Kinar menerima tawaran menikah dari sang dokter untuk melunasi hutangnya pada pihak Bank. Sedangkan, dr. Raditya Putra Al-Ghifari, Sp. B menikahinya secara siri hanya untuk mendapatkan keturunan.
Awalnya Kinar menjalaninya sesuai tujuan mereka, tapi lambat laun ia mulai merasa aneh dengan kedekatan mereka selama masa pernikahan. Belum lagi kelahiran anak yang ia kandung, membuatnya tak ingin pergi dari sisi sang dokter.

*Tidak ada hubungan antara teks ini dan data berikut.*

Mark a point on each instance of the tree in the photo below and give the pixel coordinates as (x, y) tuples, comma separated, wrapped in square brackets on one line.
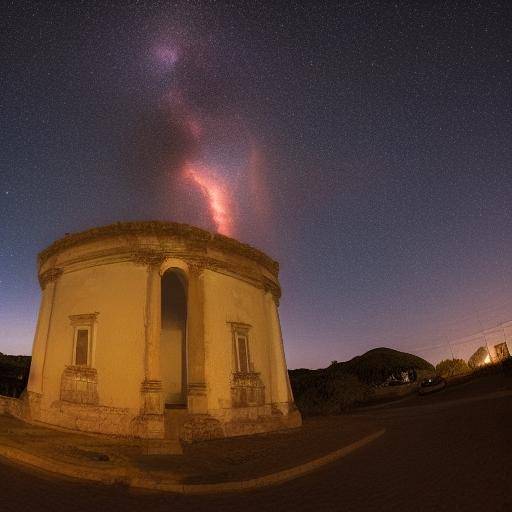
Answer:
[(452, 367), (479, 358)]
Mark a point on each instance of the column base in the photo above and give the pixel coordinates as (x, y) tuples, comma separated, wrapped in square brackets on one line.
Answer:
[(197, 398), (151, 394)]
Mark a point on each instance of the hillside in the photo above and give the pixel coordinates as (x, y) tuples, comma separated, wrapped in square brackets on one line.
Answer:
[(343, 385), (14, 372)]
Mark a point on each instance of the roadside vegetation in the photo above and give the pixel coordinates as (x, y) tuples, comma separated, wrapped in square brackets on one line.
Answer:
[(14, 372), (452, 368), (342, 386)]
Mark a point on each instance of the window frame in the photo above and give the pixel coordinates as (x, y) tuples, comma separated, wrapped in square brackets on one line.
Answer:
[(241, 331), (88, 329)]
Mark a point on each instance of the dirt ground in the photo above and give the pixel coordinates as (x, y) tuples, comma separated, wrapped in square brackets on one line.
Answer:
[(445, 452)]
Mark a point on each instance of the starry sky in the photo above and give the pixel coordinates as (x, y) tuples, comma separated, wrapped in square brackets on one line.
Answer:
[(365, 145)]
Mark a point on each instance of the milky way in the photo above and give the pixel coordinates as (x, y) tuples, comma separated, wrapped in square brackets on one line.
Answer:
[(363, 144)]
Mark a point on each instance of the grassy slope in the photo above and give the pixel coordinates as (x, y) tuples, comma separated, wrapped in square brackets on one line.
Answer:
[(343, 385)]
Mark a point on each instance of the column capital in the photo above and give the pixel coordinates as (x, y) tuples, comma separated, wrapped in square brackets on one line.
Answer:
[(195, 268), (270, 287), (49, 276)]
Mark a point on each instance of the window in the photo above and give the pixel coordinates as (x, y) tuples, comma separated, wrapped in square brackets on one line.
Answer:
[(241, 351), (247, 388), (79, 380), (83, 339), (81, 352), (501, 351)]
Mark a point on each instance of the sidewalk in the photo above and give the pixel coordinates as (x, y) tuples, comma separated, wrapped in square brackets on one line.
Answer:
[(211, 466)]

Kemanakah kisah Kinar akan bermuara?
Ikuti Kisahnya di sini!
follow ig author @amii.ras
Karya ini diterbitkan atas izin NovelToon AmiRas, isi konten hanyalah pandangan pribadi pembuatnya, tidak mewakili NovelToon sendiri
Bedrest
Setelah lima hari di rumah sakit, Kinar akhirmya dibolehkan juga pulang. Namun, dengan catatan dia tetap harus bedrest, dan benar-benar istirahat. Mengingat tubuhnya juga masih lemah. Kinar sebenarnya sungguh sudah tak betah berbaring, tubuhnya pegal-pegal lama-lama berbaring.
Kinar baru bangun di saat jarum jam menunjukkan angka setengah 8 pagi. Ia menatap bingung ke arah Dokter Radit yang duduk di sofa dengan pakaian santai. Lelaki itu memangku laptop.
"Mas, kok nggak ke rumah sakit?" tanya Kinar dengan tubuh duduk menyandar di kepala ranjang.
Dokter Radit menoleh singkat ke arah Kinar, "Kenapa saya harus ke rumah sakit? Itu punya saya jadi terserah saya mau ke sana apa nggak," sahut lelaki itu datar seperti biasanya.
Kinar mendengus, "Lah, kok ngeselin, ya!" gumanya pelan.
"Apa?" Dokter Radit mendengar gumaman samar Kinar itu.
"Hah? Nggak kok aku nggak ngomong apa-apa!" sangkal Kinar cepat.
"Segera habiskan sarapanmu, baru minum obat dan vitaminnya!" ucap Dokter Radit menujuk nampan berisi piring dengan porsi nasi dan kuah sup di nakas.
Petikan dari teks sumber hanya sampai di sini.